Ballerina runs on the JVM, so JVM memory tuning applies. Reach for this section when:

  • OutOfMemoryError appears in stderr.
  • The integration runs for a while and then crashes.
  • GC pauses cause latency spikes.

Increase the heap:

export JAVA_OPTS="-Xmx2g -Xms512m"
bal run .

Have the JVM emit a heap dump automatically on OOM so you can analyze it after the fact:

export JAVA_OPTS="-Xmx2g -XX:+HeapDumpOnOutOfMemoryError \
-XX:HeapDumpPath=/tmp/"
bal run .

If the issue needs deeper investigation, also collect a JVM thread dump (jstack <pid> or kill -3 <pid>) and a strand dump (kill -SIGTRAP <pid>) at the time of the issue.

note

JAVA_OPTS does not apply to GraalVM native images — they manage their own memory. To control native-image heap size, set -R:MaxHeapSize=512m in graalvmBuildOptions or pass it at runtime.

Verify concurrency safety

The isolated keyword turns concurrency safety into a compile-time check. Mark a service or function isolated and the compiler flags any unsafe access to shared mutable state. This catches data races before they reach production.

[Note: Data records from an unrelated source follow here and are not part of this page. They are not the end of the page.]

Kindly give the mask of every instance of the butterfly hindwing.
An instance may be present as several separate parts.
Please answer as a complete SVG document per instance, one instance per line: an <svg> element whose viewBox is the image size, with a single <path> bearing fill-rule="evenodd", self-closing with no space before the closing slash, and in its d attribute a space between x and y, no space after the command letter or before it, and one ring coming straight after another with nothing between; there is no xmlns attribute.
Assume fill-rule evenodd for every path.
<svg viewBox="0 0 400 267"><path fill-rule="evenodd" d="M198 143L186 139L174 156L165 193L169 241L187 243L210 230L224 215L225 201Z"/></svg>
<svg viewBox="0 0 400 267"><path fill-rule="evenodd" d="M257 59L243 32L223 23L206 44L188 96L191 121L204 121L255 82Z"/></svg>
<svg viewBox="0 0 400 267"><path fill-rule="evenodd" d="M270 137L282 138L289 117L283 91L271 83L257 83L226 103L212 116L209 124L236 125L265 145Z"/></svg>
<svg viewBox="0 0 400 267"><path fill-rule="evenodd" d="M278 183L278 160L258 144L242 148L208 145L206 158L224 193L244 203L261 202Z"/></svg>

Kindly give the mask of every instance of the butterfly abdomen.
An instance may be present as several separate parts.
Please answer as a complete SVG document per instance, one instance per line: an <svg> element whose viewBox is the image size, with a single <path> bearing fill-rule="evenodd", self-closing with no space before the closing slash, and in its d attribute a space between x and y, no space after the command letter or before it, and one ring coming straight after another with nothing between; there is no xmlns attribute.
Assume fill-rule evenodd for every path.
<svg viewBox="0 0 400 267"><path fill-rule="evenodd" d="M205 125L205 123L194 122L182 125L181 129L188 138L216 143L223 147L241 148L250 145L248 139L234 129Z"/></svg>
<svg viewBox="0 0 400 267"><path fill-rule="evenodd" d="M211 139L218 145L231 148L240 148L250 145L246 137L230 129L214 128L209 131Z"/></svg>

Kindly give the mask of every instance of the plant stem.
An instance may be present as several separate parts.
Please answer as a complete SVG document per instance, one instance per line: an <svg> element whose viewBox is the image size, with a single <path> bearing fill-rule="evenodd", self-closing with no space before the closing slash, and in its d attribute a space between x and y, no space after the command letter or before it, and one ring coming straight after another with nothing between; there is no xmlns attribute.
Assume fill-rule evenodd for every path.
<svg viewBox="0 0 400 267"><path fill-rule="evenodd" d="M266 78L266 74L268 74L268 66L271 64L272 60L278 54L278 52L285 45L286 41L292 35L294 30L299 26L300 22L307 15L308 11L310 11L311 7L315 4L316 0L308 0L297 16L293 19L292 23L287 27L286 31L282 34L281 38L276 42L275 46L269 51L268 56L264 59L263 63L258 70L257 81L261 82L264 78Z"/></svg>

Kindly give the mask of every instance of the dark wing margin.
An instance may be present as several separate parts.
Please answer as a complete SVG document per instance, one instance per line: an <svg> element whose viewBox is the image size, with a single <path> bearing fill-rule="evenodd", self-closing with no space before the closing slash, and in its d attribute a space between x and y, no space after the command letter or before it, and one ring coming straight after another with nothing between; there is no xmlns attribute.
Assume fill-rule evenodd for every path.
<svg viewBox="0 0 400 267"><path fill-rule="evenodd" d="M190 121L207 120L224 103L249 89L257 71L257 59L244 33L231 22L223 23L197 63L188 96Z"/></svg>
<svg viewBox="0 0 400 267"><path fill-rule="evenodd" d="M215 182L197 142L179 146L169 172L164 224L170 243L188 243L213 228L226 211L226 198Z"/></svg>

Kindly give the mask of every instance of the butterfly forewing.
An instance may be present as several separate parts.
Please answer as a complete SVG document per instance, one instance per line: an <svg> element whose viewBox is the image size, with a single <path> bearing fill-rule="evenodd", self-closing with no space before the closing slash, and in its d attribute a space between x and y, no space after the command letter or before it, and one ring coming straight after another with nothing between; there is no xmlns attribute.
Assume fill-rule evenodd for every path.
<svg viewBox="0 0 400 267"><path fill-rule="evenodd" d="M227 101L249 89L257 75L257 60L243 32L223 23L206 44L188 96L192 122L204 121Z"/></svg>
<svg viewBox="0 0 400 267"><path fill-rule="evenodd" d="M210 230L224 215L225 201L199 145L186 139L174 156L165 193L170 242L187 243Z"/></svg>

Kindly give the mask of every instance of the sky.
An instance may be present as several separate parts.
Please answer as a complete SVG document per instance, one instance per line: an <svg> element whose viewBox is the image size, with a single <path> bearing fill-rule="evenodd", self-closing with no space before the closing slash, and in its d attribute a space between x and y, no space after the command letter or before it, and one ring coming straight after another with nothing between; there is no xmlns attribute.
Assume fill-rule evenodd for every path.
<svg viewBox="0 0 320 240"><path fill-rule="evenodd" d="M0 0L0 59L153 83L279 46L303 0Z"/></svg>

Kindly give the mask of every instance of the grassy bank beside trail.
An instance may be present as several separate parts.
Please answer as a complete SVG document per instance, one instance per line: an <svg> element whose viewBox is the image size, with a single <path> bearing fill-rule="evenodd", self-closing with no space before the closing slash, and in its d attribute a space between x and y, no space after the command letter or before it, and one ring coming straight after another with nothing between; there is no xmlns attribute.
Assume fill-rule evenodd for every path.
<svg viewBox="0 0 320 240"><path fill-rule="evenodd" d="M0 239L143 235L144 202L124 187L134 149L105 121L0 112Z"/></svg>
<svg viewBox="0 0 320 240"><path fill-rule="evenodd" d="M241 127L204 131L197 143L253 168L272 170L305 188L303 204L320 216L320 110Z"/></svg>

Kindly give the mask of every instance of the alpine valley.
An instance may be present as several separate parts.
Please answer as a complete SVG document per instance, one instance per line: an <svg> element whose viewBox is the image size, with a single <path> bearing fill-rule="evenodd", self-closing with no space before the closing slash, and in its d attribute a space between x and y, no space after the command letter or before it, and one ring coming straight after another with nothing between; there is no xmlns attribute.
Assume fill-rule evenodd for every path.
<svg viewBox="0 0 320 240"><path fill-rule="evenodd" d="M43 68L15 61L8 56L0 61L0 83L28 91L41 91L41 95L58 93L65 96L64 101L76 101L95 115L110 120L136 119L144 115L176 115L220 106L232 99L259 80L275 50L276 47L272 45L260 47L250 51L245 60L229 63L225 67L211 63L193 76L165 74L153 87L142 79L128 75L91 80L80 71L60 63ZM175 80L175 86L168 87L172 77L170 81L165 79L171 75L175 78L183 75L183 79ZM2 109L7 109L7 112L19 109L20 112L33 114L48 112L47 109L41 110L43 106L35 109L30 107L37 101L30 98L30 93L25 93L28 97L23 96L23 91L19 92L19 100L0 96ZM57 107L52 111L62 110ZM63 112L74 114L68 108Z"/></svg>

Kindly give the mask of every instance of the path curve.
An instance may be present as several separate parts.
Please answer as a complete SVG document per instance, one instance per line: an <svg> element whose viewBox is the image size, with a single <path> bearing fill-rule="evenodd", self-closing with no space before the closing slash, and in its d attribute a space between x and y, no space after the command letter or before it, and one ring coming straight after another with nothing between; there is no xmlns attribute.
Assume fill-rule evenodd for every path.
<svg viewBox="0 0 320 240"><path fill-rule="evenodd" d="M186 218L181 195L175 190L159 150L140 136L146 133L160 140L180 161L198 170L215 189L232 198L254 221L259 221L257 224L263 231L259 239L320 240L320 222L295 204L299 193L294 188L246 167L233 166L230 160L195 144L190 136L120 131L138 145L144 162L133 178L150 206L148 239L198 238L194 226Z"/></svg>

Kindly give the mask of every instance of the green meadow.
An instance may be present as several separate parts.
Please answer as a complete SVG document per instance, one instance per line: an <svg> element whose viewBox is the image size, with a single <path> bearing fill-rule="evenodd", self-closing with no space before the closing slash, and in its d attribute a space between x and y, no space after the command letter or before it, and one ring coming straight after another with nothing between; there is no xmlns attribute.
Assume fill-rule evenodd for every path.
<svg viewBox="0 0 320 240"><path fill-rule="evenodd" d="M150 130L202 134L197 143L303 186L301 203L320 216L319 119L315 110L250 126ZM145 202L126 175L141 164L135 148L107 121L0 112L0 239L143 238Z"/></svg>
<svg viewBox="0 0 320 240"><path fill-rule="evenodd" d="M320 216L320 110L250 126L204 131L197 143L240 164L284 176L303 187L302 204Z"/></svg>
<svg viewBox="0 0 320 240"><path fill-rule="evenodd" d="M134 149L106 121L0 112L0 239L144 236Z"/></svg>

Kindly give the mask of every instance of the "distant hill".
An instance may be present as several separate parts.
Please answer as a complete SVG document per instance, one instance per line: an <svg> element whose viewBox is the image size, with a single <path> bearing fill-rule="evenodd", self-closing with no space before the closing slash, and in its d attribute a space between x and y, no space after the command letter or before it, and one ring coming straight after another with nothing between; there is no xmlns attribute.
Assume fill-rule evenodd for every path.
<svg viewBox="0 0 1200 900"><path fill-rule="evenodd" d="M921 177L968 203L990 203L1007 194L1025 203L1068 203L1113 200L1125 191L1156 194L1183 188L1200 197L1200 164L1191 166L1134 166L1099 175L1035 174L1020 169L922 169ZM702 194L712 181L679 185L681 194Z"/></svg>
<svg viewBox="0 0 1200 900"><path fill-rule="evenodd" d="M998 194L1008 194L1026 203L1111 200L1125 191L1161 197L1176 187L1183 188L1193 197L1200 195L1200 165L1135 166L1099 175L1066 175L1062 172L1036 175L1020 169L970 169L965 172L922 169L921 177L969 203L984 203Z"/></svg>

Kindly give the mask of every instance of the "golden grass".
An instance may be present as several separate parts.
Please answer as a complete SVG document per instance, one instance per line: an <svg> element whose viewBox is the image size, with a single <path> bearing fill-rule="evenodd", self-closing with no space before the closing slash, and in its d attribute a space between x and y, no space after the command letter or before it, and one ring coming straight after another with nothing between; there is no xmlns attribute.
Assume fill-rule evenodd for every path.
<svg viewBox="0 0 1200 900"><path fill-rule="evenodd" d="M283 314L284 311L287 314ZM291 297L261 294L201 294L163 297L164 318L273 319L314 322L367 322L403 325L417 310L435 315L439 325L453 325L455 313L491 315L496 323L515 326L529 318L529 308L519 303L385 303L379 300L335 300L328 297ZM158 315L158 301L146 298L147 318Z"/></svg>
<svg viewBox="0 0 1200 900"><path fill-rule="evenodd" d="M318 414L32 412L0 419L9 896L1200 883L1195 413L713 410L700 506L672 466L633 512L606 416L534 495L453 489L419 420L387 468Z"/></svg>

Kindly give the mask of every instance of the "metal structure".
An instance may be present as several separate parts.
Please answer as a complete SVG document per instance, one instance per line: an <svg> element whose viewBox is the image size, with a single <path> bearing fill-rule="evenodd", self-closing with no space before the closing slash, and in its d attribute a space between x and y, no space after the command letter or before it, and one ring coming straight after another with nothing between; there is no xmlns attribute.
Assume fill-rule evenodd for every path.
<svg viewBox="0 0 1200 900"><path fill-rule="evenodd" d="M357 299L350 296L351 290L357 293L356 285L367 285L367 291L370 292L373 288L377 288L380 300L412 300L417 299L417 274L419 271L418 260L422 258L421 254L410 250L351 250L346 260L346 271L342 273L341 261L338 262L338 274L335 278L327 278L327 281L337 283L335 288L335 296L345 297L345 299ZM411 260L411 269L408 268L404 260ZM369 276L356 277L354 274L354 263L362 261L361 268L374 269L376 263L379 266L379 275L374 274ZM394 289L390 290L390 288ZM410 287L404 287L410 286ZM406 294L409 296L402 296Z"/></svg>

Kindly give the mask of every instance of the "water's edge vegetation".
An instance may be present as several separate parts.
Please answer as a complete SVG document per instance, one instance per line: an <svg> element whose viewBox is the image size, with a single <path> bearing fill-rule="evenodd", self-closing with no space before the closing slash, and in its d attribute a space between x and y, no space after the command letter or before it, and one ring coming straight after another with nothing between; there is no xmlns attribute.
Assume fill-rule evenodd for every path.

Note that even without isolated, the runtime may invoke a resource function concurrently. Without isolation guarantees, you have to enforce safety yourself.

Optimization checklist

  • Run independent external calls in parallel using workers.
  • Pool connections for databases and HTTP clients.
  • Cache values that are read often and change rarely.
  • Use typed records instead of repeatedly parsing JSON.
  • Minimize serialization and deserialization on the hot path.
  • Use query expressions for collection processing.
  • Set timeouts on every external call.
  • Stream large payloads instead of buffering them in memory.

Best practices

  • Measure before optimizing. Profile first, then change one thing at a time.
  • Test under realistic load. Single-request profiling hides contention.
  • Focus on the critical path. Optimizations off the hot path rarely pay back.
  • Compare profiler output before and after each change.
  • Monitor production with observability metrics so regressions show up early.